CDC director discusses COVID-19 pandemic during Medical Campus visit

Rochelle P. Walensky, MD, the director of the Centers for Disease Control and Prevention (CDC), visited Washington University School of Medicine last week to discuss lessons learned from the COVID-19 pandemic. As part of the Department of Medicine’s weekly Grand Rounds series, she sat down March 3 with William G. Powderly, MD, the J. William Campbell Professor of Medicine and co-director of the Division of Infectious Diseases for a conversation that highlighted the pandemic’s success stories and challenges. The event was livestreamed to the Medical Campus community and the public. A small group of infectious diseases physicians, fellows and residents attended in person.

A day earlier, she also met with women trainees and faculty in the Department of Medicine to discuss mentorship, leadership and professional development. The discussion was led by Rakhee K. Bhayani, MD, an associate professor of medicine and the director of the Forum for Women in Medicine, a group that supports the professional development of women trainees in the Department of Medicine.

Walensky, a Washington University alum, was invited to the Medical Campus as the Gerald Medoff Visiting Professor in the Department of Medicine. Medoff, who died in 2019, was a beloved, compassionate infectious diseases physician and former director of the Division of Infectious Diseases at the School of Medicine.

As part of the Grand Rounds conversation with Powderly, Walensky answered questions about the COVID-19 pandemic. An internationally recognized expert on HIV/AIDS, she noted that her experiences with that earlier epidemic influenced her thinking around the COVID-19 pandemic. The AIDS epidemic showed that infectious diseases weigh more heavily on some communities than others, and that this unequal burden is rooted in social inequities, she said.

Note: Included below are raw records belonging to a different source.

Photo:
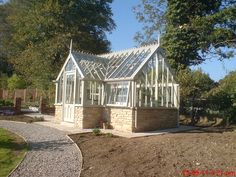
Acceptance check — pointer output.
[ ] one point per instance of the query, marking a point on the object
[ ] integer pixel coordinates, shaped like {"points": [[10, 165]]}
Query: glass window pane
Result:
{"points": [[69, 89], [118, 93], [70, 66]]}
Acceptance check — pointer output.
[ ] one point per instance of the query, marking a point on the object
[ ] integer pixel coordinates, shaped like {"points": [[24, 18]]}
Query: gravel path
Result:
{"points": [[51, 153]]}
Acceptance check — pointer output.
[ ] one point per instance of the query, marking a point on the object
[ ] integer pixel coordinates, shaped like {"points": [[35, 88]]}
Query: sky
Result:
{"points": [[127, 25]]}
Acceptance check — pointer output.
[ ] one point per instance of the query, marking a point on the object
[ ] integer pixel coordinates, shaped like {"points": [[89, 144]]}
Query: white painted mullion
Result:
{"points": [[162, 82]]}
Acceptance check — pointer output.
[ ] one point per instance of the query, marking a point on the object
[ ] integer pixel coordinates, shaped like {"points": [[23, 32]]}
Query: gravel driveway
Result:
{"points": [[51, 153]]}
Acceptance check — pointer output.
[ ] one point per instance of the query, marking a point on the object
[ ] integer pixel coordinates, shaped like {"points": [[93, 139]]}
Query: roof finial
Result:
{"points": [[71, 45]]}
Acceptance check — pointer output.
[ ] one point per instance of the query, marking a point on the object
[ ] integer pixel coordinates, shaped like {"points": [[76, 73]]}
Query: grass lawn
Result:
{"points": [[12, 151]]}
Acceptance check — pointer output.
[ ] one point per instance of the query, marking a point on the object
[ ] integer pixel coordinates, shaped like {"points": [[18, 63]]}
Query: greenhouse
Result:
{"points": [[131, 90]]}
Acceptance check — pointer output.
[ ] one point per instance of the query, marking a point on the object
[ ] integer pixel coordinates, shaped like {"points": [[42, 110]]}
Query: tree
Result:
{"points": [[192, 31], [194, 88], [42, 31], [223, 98], [5, 66], [15, 82]]}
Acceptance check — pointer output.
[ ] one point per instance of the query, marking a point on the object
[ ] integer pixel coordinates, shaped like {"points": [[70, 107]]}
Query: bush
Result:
{"points": [[6, 103], [96, 131]]}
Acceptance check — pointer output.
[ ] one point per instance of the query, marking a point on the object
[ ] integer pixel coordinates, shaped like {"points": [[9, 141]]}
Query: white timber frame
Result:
{"points": [[146, 76]]}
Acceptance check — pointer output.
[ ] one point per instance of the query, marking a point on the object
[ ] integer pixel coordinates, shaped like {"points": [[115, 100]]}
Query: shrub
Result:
{"points": [[96, 131], [110, 135]]}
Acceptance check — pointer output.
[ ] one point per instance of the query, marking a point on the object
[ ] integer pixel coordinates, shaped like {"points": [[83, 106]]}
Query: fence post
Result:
{"points": [[43, 105], [17, 105]]}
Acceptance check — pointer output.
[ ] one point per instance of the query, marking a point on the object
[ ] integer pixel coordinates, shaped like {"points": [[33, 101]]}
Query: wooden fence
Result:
{"points": [[26, 95]]}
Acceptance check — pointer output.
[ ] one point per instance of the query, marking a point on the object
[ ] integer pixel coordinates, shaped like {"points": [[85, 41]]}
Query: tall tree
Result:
{"points": [[192, 30], [194, 88], [5, 66], [42, 31]]}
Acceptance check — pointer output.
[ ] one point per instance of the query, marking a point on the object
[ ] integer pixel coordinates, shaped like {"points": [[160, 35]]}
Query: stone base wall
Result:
{"points": [[58, 113], [149, 119], [92, 117], [120, 119], [78, 117]]}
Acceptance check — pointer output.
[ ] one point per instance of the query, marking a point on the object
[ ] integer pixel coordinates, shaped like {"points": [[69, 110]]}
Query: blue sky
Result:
{"points": [[127, 26]]}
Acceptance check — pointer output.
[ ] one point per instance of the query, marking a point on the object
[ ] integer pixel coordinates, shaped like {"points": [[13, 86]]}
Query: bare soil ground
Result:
{"points": [[193, 153]]}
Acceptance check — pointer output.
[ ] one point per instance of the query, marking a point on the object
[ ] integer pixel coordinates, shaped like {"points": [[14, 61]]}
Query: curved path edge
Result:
{"points": [[27, 144], [51, 152]]}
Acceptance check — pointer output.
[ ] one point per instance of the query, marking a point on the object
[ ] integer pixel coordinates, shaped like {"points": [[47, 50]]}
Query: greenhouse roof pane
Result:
{"points": [[91, 66], [115, 65]]}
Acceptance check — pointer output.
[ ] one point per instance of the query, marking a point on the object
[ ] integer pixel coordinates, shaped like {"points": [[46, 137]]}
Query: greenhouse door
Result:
{"points": [[69, 97]]}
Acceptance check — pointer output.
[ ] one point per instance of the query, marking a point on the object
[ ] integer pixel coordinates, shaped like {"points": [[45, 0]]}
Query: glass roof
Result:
{"points": [[116, 65]]}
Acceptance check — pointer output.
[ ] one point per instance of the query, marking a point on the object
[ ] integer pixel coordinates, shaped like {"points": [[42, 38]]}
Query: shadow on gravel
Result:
{"points": [[208, 130], [58, 145]]}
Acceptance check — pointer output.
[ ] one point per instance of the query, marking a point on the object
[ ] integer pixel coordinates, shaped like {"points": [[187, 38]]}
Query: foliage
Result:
{"points": [[5, 66], [15, 82], [96, 131], [3, 81], [12, 151], [6, 103], [223, 97], [41, 33], [194, 88], [192, 31]]}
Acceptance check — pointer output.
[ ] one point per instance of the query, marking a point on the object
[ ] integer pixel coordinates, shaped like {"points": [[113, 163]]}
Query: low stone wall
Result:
{"points": [[58, 113], [123, 119], [92, 117], [120, 119], [149, 119]]}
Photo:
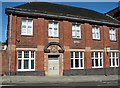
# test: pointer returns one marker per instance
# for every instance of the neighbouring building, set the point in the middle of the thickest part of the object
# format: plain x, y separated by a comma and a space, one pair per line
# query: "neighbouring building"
57, 40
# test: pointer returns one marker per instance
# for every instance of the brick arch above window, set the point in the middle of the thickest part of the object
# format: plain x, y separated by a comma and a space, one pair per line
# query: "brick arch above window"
53, 45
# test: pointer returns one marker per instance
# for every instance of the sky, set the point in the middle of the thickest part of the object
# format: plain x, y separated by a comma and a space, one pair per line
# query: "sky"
101, 7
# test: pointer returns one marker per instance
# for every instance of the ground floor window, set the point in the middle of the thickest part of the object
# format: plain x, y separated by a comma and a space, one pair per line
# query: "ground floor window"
77, 60
26, 60
97, 59
114, 59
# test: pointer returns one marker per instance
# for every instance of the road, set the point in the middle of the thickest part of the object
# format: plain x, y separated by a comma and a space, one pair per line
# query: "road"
69, 85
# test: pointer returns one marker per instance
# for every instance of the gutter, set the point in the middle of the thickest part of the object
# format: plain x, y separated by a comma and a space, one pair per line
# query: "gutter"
35, 13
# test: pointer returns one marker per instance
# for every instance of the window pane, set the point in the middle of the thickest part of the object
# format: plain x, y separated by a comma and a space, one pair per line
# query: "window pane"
96, 62
32, 64
117, 54
113, 61
32, 54
55, 32
25, 64
19, 54
93, 62
81, 54
92, 54
76, 62
71, 54
96, 54
19, 64
23, 31
76, 54
29, 31
26, 54
110, 62
71, 63
100, 62
23, 26
81, 62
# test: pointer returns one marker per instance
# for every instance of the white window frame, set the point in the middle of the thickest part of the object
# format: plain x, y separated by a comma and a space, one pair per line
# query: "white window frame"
112, 34
96, 32
80, 58
52, 27
22, 61
27, 31
76, 31
115, 58
98, 58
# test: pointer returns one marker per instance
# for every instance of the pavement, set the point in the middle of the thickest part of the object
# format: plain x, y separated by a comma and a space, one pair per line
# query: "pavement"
59, 79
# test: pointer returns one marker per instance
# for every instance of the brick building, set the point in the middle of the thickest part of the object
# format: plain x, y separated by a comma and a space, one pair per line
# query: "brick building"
52, 39
115, 13
4, 61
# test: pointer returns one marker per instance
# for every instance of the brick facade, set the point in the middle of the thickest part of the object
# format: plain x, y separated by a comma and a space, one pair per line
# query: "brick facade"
39, 40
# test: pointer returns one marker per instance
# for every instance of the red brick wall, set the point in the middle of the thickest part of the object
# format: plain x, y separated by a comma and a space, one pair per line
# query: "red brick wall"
40, 37
26, 41
4, 64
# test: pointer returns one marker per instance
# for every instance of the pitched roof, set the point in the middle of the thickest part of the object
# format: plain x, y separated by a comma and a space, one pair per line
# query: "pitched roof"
62, 12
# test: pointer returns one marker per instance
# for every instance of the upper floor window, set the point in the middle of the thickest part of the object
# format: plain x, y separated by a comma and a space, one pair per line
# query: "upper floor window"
77, 60
96, 32
112, 34
76, 31
97, 59
27, 27
53, 29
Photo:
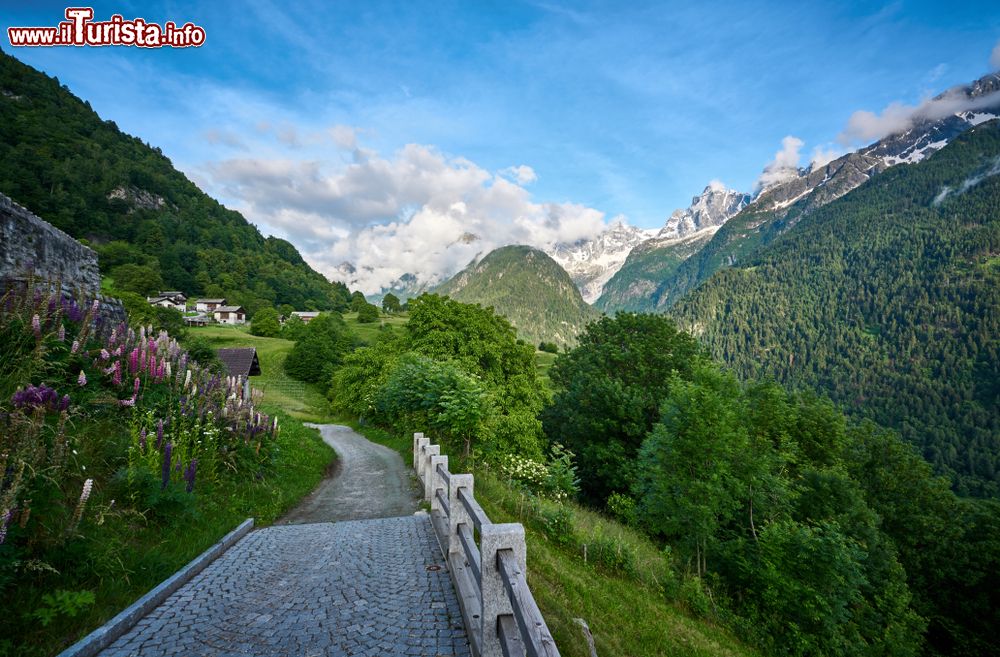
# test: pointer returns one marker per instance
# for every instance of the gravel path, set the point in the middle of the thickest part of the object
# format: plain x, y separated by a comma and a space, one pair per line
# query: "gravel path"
370, 482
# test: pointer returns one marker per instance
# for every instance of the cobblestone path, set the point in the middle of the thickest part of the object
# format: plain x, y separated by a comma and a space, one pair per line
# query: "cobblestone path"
365, 587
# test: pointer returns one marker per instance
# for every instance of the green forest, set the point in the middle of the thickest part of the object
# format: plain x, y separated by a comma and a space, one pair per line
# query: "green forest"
153, 228
886, 300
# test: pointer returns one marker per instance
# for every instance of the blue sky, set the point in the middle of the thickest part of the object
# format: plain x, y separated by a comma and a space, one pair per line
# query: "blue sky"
622, 108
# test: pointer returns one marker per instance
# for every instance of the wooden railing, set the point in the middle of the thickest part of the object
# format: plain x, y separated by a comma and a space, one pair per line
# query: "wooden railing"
500, 613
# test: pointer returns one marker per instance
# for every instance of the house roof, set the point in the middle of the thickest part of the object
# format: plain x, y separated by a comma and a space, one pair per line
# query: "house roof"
241, 361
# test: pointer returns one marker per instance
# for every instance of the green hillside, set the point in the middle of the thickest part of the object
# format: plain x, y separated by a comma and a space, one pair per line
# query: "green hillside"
528, 288
152, 227
888, 300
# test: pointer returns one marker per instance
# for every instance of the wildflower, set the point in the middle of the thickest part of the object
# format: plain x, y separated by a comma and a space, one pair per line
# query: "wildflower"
4, 524
88, 485
166, 465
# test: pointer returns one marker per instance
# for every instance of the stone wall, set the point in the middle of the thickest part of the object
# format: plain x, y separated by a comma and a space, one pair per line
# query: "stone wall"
33, 248
33, 251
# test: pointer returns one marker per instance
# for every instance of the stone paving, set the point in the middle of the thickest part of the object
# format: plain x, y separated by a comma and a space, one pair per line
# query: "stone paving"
364, 587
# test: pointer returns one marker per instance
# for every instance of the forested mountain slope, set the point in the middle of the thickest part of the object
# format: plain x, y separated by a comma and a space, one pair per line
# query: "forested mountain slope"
888, 299
85, 176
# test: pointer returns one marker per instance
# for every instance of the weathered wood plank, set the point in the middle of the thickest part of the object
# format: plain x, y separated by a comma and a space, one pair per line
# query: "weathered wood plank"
510, 637
479, 516
443, 501
445, 475
538, 640
471, 552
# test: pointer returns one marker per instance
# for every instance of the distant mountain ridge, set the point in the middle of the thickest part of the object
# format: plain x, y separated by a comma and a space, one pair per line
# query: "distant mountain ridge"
60, 160
887, 300
778, 207
527, 287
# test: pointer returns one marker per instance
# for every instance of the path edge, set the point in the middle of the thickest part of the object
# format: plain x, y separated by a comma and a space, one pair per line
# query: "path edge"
108, 633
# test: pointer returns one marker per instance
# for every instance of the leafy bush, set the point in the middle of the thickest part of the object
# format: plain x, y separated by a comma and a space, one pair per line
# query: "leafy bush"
367, 313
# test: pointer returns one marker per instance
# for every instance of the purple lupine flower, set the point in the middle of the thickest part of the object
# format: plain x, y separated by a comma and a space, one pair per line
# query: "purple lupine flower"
4, 523
35, 397
189, 475
166, 465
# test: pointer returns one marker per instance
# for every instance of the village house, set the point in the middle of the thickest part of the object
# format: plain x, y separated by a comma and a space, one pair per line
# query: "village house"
230, 315
306, 317
208, 305
172, 299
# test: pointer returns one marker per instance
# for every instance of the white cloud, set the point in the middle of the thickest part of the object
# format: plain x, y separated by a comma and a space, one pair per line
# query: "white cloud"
865, 126
785, 163
418, 212
522, 175
822, 156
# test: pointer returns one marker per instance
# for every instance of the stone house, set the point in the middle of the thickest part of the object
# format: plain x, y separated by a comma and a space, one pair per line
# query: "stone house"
208, 305
230, 315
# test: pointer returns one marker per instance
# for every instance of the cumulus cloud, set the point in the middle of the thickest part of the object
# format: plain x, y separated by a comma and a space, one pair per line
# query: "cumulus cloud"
785, 163
866, 126
417, 212
522, 175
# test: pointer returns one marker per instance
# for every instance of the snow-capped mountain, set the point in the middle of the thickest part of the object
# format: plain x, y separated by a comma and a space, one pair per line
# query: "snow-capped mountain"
591, 263
712, 208
932, 126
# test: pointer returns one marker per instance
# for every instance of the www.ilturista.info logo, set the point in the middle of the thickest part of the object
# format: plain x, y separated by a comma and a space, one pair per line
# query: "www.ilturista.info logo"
80, 29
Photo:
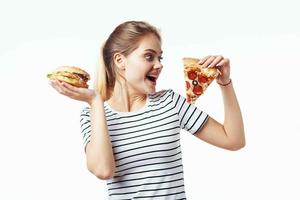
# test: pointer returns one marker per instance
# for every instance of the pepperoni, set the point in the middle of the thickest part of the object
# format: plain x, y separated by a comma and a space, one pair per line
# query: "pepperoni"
202, 79
192, 75
188, 85
197, 90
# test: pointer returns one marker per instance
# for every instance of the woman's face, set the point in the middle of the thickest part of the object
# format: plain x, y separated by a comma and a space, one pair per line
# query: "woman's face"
143, 65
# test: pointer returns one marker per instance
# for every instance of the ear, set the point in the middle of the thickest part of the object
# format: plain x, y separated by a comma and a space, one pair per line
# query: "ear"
119, 60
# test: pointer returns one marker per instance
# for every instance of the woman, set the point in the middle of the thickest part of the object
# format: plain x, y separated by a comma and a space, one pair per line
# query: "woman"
131, 132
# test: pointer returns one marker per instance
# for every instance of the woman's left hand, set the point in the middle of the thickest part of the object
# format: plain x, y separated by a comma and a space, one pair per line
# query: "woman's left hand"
223, 64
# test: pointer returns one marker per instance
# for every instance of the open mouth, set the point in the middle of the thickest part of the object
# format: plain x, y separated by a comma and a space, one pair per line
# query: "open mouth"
151, 78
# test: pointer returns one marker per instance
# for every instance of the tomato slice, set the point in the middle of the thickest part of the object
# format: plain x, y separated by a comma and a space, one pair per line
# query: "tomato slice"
188, 85
202, 79
192, 75
197, 90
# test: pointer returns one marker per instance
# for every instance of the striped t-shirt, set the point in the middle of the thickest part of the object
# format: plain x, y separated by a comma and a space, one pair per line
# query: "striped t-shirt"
146, 146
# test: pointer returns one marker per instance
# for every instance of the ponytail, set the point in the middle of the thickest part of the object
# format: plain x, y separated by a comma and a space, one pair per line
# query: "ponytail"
104, 82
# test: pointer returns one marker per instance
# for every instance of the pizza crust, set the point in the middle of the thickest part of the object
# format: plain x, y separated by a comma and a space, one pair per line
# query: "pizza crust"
197, 78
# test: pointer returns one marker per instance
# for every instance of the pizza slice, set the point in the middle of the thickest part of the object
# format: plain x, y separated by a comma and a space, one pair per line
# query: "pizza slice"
197, 78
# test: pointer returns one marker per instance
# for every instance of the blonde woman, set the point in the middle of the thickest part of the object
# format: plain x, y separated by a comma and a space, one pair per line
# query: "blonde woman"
131, 131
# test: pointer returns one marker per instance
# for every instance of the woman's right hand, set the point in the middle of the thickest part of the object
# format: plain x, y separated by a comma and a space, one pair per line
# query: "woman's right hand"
80, 94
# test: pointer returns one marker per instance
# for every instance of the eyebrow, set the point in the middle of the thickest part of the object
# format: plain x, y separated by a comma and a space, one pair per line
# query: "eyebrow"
153, 51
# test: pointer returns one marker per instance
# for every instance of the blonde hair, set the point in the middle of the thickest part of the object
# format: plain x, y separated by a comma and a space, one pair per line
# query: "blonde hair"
124, 39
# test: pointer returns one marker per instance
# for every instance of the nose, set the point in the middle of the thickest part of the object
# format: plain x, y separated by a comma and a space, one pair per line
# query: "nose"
158, 65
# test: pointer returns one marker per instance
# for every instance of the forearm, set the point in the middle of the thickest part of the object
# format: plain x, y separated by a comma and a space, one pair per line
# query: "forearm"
233, 121
100, 159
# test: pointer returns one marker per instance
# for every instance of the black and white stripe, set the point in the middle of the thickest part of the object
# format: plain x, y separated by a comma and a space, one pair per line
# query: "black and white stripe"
146, 146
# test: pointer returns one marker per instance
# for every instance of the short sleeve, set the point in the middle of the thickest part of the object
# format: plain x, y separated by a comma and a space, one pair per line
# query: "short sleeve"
191, 118
85, 126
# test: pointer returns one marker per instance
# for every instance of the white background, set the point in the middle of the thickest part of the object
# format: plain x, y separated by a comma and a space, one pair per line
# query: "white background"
41, 154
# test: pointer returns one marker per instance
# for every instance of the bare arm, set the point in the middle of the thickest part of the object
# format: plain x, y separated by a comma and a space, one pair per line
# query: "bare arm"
99, 154
229, 135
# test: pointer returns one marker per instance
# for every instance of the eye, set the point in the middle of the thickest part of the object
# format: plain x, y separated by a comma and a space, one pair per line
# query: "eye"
160, 58
149, 57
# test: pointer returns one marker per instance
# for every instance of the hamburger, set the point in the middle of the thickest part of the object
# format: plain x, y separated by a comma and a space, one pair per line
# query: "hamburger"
72, 75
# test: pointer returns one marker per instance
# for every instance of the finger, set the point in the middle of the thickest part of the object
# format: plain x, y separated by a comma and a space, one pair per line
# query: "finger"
69, 87
202, 60
223, 62
216, 61
66, 91
56, 86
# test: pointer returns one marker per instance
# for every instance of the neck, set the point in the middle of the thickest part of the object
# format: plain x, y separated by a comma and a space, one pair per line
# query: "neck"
125, 99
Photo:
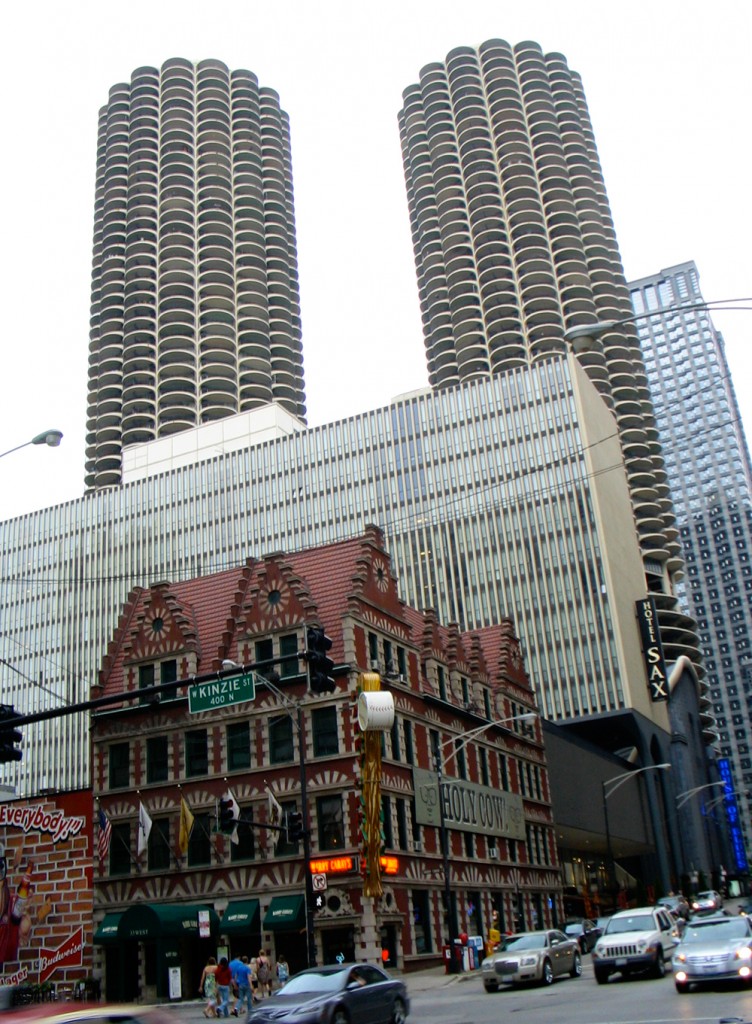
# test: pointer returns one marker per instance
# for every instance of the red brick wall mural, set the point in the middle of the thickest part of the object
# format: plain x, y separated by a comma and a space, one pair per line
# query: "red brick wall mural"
46, 889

“We learned so much from HIV in terms of who gets care and access to care,” Walensky said. “We in infectious diseases have long known that infectious diseases go not to places of wealth but to places of poverty and places that lack access to care. The first people who brought SARS-CoV-2 to the United States were people who traveled on airplanes, people who traveled on cruise ships, people who had the resources to do those sorts of things. But then it became a disease of the more vulnerable.”

Her experience with HIV/AIDS is part of the reason why she has prioritized addressing health inequity as CDC director, Walensky said.

“I’m proud to say that in April, just weeks after coming to the CDC, we at CDC declared racism a serious public health threat,” Walensky said. “We have spent a lot of time documenting the problem in health equity. You don’t have to look very far to see it’s true in maternal mortality, it’s true in chronic diseases, it’s true in access to care, it’s all true. And I said, ‘I don’t want to document the problem anymore. I want to implement things that will fix the problem.’”

While noting that the COVID-19 pandemic has exposed frailties in the nation’s public health infrastructure that must be addressed, Walensky lauded public health workers at all levels for their success in distributing 550 million doses of COVID-19 vaccines nationwide last year. She also praised the CDC’s achievements in modernizing data collection and speeding up the process of making public health data public.

One of the most challenging parts of managing the pandemic, Walensky said, has been communicating to the public how science works and how public health decisions are made.

“I have frequently said, ‘Science is the foundation of everything we do,’” Walensky said. “That is entirely true. But I think the public heard that as ‘Science is foolproof, science is black and white. We get the answer and then we make the decision based on the answer.’ But the truth is science is gray. And science is not always immediate. Sometimes it takes months and years to actually find out the answer, and you have to make decisions before you have that answer. We might be faulted for not making exactly the right decision, in the moment. I’m okay with that. But I don’t want to be faulted for not making a decision. Because not making a decision in and of itself is a decision.”

Walensky and Powderly, who also is the associate dean for clinical and translational research, the Larry J. Shapiro Director of the Institute for Public Health and the director of the Institute of Clinical and Translational Sciences, were joined by Victoria J. Fraser, MD, the Adolphus Busch Professor and head of the Department of Medicine. A recording of the conversation is available on the School of Medicine’s YouTube channel and the Department of Medicine’s Grand Rounds website.

The day before her discussion with Powderly, Walensky met with women residents, fellows, and faculty in the Department of Medicine to discuss her personal and professional journey in science and medicine. In the hourlong conversation, Walensky emphasized the importance of taking strategic risks when opportunities arise and cultivating a diverse group of mentors who can provide insight and guidance from a variety of perspectives. When asked what advice she’d give her younger self, Walensky laughed.

“My younger self had no idea I’d be doing what I’m doing today,” she said. “I’d tell my younger self to enjoy the ride. Everyone needs two CVs: One for the things you did that worked, and one for the things you did that didn’t work. Because you learn just as much from the things that didn’t work. What we do as physicians is such a gift, such a blessing. I’m still enjoying the ride. Although the ride is a bit bumpy these days.”